Notes for applying SlidingServe:
1. **Predictor Calibration**: The predictor needs to be calibrated based on model, hardware, and load characteristics; the lightweight design supports continuous runtime calibration;
2. **Flexibility in SLO Definition**: Supports end-to-end latency or phased goals; it is recommended to define multi-level SLOs to leverage differentiated service capabilities;
3. **System Integration**: The modular design allows gradual integration into existing LLM service frameworks, with components that can be introduced independently.

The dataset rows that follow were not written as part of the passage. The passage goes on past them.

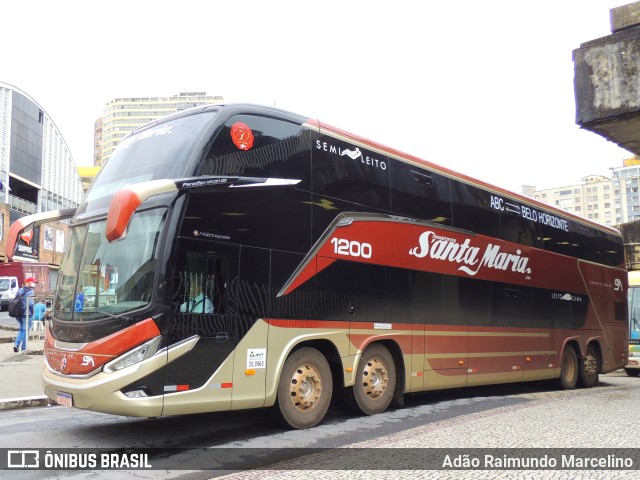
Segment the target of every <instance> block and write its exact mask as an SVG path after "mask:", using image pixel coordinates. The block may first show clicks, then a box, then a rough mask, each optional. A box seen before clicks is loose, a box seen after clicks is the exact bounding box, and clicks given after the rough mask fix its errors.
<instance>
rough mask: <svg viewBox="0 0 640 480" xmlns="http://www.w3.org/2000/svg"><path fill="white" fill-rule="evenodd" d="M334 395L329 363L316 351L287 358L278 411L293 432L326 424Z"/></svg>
mask: <svg viewBox="0 0 640 480" xmlns="http://www.w3.org/2000/svg"><path fill="white" fill-rule="evenodd" d="M332 394H333V379H332V377H331V368H330V367H329V363H328V362H327V359H326V358H325V357H324V355H322V353H320V352H319V351H318V350H316V349H315V348H309V347H304V348H301V349H300V350H296V351H295V352H293V354H291V356H289V358H287V360H286V362H285V363H284V367H283V368H282V373H281V375H280V382H279V383H278V407H279V408H280V414H281V415H282V418H283V420H284V421H285V422H286V423H287V424H289V425H290V426H291V427H293V428H297V429H303V428H311V427H313V426H315V425H317V424H318V423H320V422H321V421H322V419H323V418H324V416H325V414H326V413H327V410H328V409H329V404H330V403H331V396H332Z"/></svg>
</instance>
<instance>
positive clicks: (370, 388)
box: [350, 344, 396, 415]
mask: <svg viewBox="0 0 640 480" xmlns="http://www.w3.org/2000/svg"><path fill="white" fill-rule="evenodd" d="M395 389H396V367H395V363H394V361H393V357H392V356H391V354H390V353H389V350H387V348H386V347H385V346H383V345H380V344H374V345H370V346H369V347H367V348H365V350H364V352H362V356H361V357H360V361H359V362H358V369H357V370H356V380H355V383H354V385H353V388H351V396H352V399H350V400H352V402H351V403H352V404H354V406H355V407H356V408H357V410H359V411H360V412H362V413H364V414H365V415H375V414H376V413H381V412H384V411H385V410H386V409H387V407H388V406H389V404H390V403H391V400H392V399H393V394H394V392H395Z"/></svg>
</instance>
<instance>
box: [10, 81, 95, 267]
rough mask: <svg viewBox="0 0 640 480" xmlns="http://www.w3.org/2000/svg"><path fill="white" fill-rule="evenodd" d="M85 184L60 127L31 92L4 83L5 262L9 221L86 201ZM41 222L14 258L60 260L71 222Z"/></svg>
mask: <svg viewBox="0 0 640 480" xmlns="http://www.w3.org/2000/svg"><path fill="white" fill-rule="evenodd" d="M82 195H83V192H82V186H81V184H80V177H79V176H78V172H77V171H76V166H75V164H74V162H73V158H72V156H71V153H70V151H69V148H68V147H67V144H66V143H65V141H64V138H63V137H62V134H61V132H60V130H58V127H57V126H56V124H55V123H54V122H53V120H52V119H51V117H50V116H49V115H48V114H47V112H46V111H45V110H44V108H42V106H40V105H39V104H38V102H36V101H35V100H34V99H33V98H31V97H30V96H29V95H28V94H27V93H25V92H23V91H22V90H20V89H18V88H16V87H15V86H13V85H9V84H6V83H2V82H0V238H1V240H0V261H2V262H4V261H6V260H7V259H6V257H5V254H4V248H5V240H6V233H7V232H8V230H9V226H10V225H11V223H13V222H14V221H15V220H17V219H18V218H21V217H23V216H25V215H29V214H32V213H38V212H46V211H50V210H58V209H62V208H73V207H77V206H78V205H79V204H80V201H81V199H82ZM43 235H44V229H40V228H39V227H36V228H35V229H34V230H33V235H32V236H25V238H21V239H20V241H19V243H18V248H19V250H18V251H17V253H16V256H15V257H14V260H22V261H43V262H48V263H50V264H54V265H56V264H58V263H59V260H60V258H61V255H62V250H63V247H64V238H65V235H66V224H64V223H55V224H52V225H51V226H50V227H49V228H48V229H47V238H46V239H44V238H43Z"/></svg>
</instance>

## Limitations and Future Directions

## Limitations and Future Directions

Directions that SlidingServe still needs to explore:
1. **Heterogeneous Hardware Support**: Extend to CPU+GPU hybrid architectures or dedicated inference accelerators;
2. **Multi-Model Services**: Address the scheduling complexity of serving multiple models of different scales simultaneously;
3. **Online Learning Optimization**: Continuously optimize predictors and sorting strategies through online learning to adapt to load changes.

## Summary

## Summary

SlidingServe is an important advancement in the field of LLM inference scheduling. By integrating current and future information through a sliding window mechanism, it achieves significant improvements in throughput and efficiency under strict SLO guarantees. It provides valuable technical references for large-scale LLM service teams and helps with the large-scale deployment of AI infrastructure.